How do hybrid materials increase the photovoltaic cell conversion efficiency by a factor of 1,000

With the continuous development and use of new energy sources, scientists are also thinking about how they can make full use of new energy resources and reduce some unnecessary losses during their use. As a result, a new hybrid material for solar cells came into being. Using this material can convert part of the previously wasted solar energy into electrical energy, thereby greatly improving the conversion efficiency of solar energy.

Prof.
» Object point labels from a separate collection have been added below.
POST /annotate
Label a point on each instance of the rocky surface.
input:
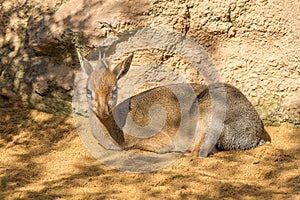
(254, 44)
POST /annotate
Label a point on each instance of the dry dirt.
(42, 157)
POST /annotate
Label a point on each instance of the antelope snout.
(103, 110)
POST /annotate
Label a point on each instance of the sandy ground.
(42, 157)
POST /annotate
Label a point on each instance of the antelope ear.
(84, 64)
(122, 68)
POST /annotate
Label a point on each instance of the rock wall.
(254, 44)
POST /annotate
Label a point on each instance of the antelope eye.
(89, 93)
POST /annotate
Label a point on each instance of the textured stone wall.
(254, 44)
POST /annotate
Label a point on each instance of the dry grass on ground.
(42, 157)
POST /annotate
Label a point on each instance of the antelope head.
(101, 87)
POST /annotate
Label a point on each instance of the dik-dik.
(182, 121)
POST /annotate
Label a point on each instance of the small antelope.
(167, 124)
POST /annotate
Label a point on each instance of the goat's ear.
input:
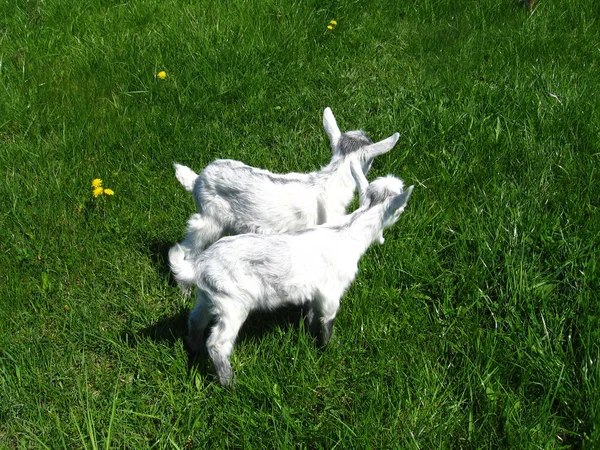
(359, 177)
(331, 127)
(400, 200)
(381, 147)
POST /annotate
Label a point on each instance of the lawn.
(476, 324)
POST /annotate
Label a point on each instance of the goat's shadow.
(159, 254)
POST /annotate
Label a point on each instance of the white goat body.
(313, 267)
(234, 198)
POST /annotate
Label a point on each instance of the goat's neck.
(337, 185)
(365, 227)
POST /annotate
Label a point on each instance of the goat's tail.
(186, 176)
(182, 268)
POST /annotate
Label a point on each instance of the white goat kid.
(233, 198)
(313, 267)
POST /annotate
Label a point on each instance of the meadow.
(477, 323)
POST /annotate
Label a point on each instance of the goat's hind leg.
(198, 320)
(220, 344)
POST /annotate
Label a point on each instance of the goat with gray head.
(312, 267)
(234, 198)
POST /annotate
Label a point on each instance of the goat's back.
(246, 199)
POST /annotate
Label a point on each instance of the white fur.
(239, 274)
(234, 198)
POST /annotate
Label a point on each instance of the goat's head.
(356, 145)
(394, 207)
(381, 190)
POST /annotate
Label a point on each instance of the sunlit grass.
(476, 325)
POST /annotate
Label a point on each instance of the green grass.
(476, 325)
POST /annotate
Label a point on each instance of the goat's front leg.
(321, 318)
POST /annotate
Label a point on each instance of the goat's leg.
(197, 322)
(321, 317)
(220, 344)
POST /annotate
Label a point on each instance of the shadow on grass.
(159, 254)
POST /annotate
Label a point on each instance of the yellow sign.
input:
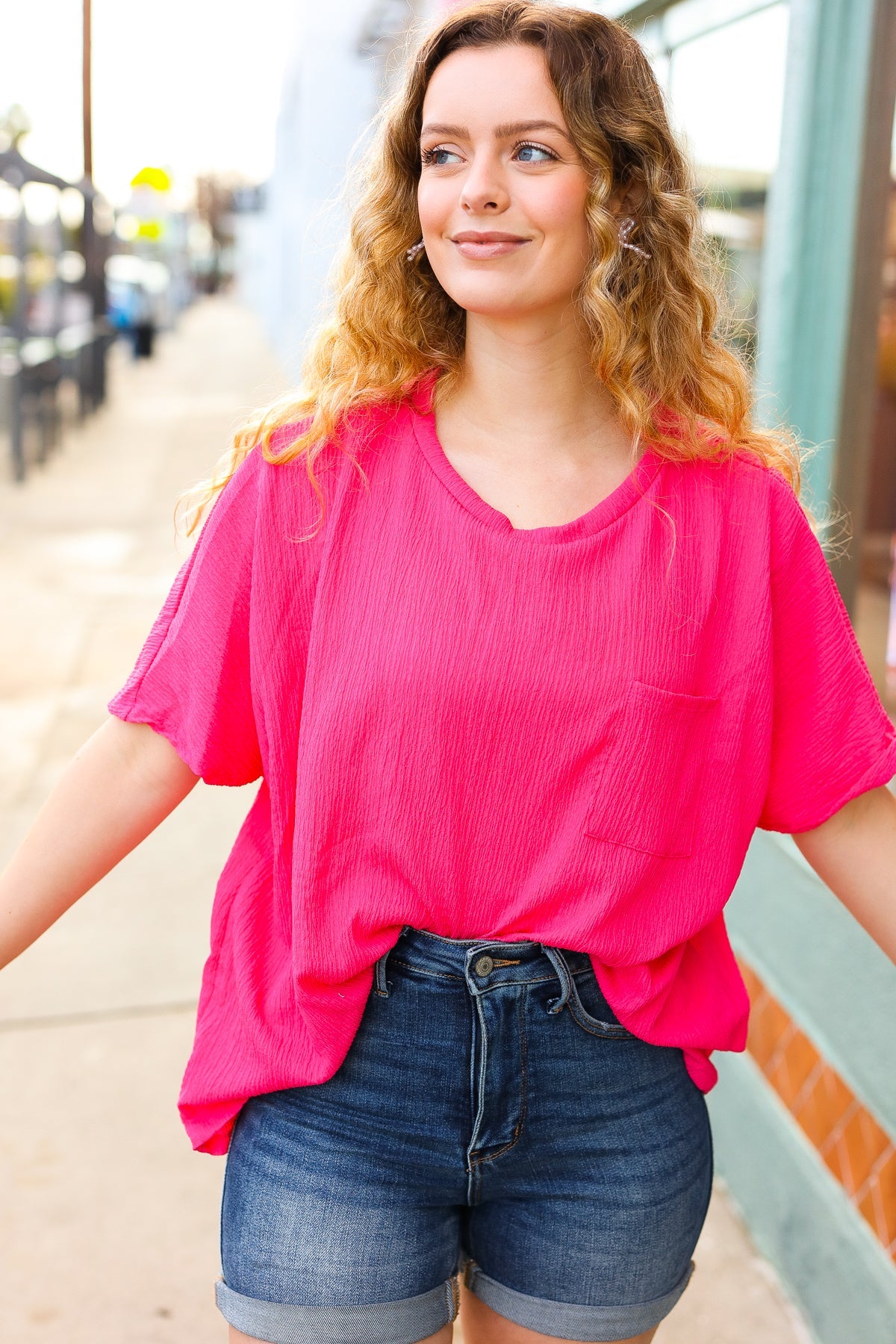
(155, 178)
Christopher Bardeen of the University of California and his research team have found through a series of experiments that mixed molecular nanocrystals can combine two low-energy photons to produce a high-energy photon, which not only maximizes solar energy conversion efficiency, but also greatly The cost of solar power generation is reduced, which indicates that humanity has taken an important step in the field of solar cell preparation.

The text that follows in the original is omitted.